Motion-tracking tools are also being used to learn how older people might avoid injury from falls. Dr. Clive Pai, a physical therapist and researcher at the University of Illinois at Chicago, explains, “We’re studying how older adults can learn to modify their movements to adapt to an unexpected environment, such as a slippery floor.”

Falls are serious at any age, but especially for older adults, who are more likely to break a bone. Each year, more than 1.6 million older Americans go to emergency rooms for fall-related injuries. “Falling causes a lot of suffering and is a huge problem for society,” says Pai.

Exercises that improve your balance and strengthen your muscles can help to prevent falls. Pai and his colleagues have also found that people can be trained to avoid falls if they practice walking over unstable—but safe—surfaces in the laboratory. “People age 65 and older can adapt and remember remarkably well how to keep their body posture upright when disturbances occur in the environment if they’ve encountered similar situations 2 or 3 times before,” Pai says.
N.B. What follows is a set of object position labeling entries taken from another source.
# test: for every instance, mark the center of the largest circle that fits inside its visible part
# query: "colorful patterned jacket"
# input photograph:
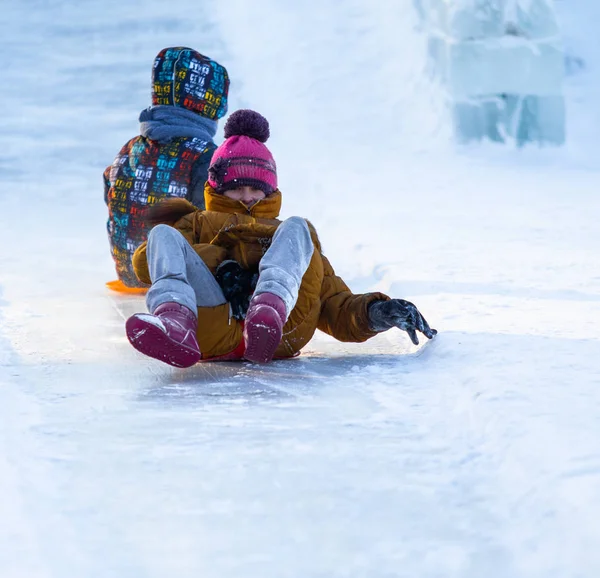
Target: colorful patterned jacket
(172, 155)
(143, 173)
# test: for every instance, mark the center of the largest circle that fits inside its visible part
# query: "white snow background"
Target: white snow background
(475, 456)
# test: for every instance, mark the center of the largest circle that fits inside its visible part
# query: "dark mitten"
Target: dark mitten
(238, 285)
(401, 314)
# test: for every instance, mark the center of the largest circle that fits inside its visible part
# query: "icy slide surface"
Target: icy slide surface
(477, 455)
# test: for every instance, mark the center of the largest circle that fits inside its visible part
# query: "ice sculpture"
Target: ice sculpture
(502, 62)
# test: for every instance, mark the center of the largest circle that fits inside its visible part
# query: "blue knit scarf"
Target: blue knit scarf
(164, 123)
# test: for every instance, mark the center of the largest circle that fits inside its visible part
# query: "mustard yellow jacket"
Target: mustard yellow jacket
(227, 229)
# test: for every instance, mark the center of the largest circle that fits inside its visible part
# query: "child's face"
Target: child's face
(247, 195)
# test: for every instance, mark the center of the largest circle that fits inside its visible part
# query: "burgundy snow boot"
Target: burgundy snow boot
(169, 335)
(263, 327)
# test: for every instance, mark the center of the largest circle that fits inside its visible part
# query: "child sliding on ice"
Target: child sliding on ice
(233, 282)
(170, 158)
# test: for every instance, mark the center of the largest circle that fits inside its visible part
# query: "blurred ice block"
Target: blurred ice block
(502, 62)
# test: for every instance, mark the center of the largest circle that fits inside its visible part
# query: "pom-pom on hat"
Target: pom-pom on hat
(243, 159)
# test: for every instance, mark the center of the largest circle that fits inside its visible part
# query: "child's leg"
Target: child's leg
(280, 275)
(285, 262)
(178, 274)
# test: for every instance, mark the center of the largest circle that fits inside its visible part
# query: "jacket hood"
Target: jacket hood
(268, 208)
(185, 78)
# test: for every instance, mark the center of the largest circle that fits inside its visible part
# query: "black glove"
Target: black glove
(238, 285)
(401, 314)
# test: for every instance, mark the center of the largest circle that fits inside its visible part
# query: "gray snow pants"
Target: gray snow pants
(179, 274)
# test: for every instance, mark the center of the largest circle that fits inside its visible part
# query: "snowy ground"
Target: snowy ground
(477, 455)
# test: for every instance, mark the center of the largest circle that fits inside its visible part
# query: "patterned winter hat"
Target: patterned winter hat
(243, 159)
(183, 77)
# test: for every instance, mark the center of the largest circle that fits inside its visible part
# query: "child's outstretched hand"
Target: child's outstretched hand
(399, 313)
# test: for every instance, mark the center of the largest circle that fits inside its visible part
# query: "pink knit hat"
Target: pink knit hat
(243, 159)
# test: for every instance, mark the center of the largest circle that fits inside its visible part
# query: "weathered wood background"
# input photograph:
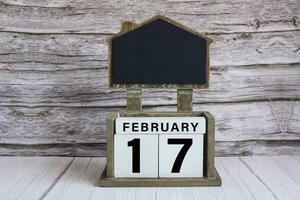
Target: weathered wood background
(54, 95)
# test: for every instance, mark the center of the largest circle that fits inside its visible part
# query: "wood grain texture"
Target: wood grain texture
(241, 180)
(29, 177)
(78, 16)
(85, 88)
(53, 73)
(242, 126)
(66, 51)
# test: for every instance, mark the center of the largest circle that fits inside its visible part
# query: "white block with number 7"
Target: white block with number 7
(181, 155)
(136, 155)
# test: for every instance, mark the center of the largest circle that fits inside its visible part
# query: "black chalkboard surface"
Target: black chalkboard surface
(159, 53)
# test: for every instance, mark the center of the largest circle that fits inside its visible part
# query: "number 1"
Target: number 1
(135, 144)
(187, 143)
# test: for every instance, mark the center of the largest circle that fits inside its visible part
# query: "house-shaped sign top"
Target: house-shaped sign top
(159, 53)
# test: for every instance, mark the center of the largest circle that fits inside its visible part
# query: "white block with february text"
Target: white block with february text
(160, 125)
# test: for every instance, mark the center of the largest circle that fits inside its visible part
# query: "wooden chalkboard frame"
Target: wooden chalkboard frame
(132, 26)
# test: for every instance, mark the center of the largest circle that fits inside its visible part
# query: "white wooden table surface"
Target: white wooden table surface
(276, 177)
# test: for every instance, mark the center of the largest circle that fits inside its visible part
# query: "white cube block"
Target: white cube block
(136, 155)
(181, 155)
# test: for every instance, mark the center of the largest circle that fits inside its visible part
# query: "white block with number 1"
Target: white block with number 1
(136, 155)
(181, 155)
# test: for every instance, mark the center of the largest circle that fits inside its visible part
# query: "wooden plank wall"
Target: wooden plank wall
(54, 96)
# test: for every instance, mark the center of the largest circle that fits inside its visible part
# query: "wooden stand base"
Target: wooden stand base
(104, 181)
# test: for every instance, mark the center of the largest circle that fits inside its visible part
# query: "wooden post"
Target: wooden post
(185, 100)
(134, 99)
(127, 26)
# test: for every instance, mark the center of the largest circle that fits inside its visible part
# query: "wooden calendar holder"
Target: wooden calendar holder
(184, 107)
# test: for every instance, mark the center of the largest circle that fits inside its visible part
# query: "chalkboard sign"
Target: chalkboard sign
(159, 53)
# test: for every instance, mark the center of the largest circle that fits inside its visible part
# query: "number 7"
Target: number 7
(187, 143)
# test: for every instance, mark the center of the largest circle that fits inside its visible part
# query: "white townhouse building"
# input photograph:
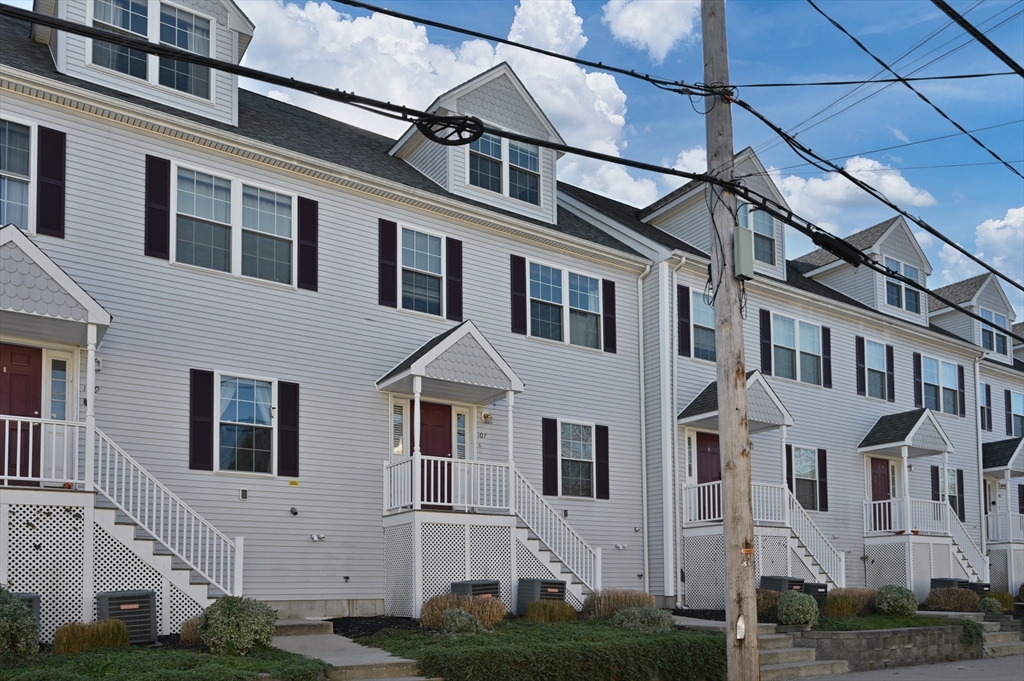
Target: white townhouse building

Biomechanics can also be used to guide treatments for movement problems. Weiss uses computer models to look at how hip joints are stressed when someone walks or travels up and down stairs. He’s analyzing both normal hips and those with a condition called hip dysplasia. “Hip dysplasia produces an instability that can lead to early onset of arthritisSwelling (inflammation) in one or more of your joints, leading to pain and loss of motion. over time,” Weiss says. Eventually, these computer models might help doctors choose appropriate treatments and figure out which patients could benefit from surgery.

People with cerebral palsy, Parkinson’s disease and multiple sclerosis could also benefit from biomechanical analysis. “We use motion tracking to look at how well these patients are walking and what might be wrong, so we can try to do something about it,” says Dr. Diane Damiano, a physical therapist who heads biomechanics research at the NIH Clinical Center in Bethesda, Maryland. “We focus on helping patients to strengthen their muscles and work to improve their balance and coordination. We’re also looking at brain activation while they’re moving. That can give us clues to how these movements are controlled by the brain.”

Muscle strengthening and proper joint alignment are important for just about anyone who wants to stay flexible and mobile. “The bottom line is that everybody needs to be active,” Damiano says. “We want to make it so that all people can move better, regardless of their age or health condition.”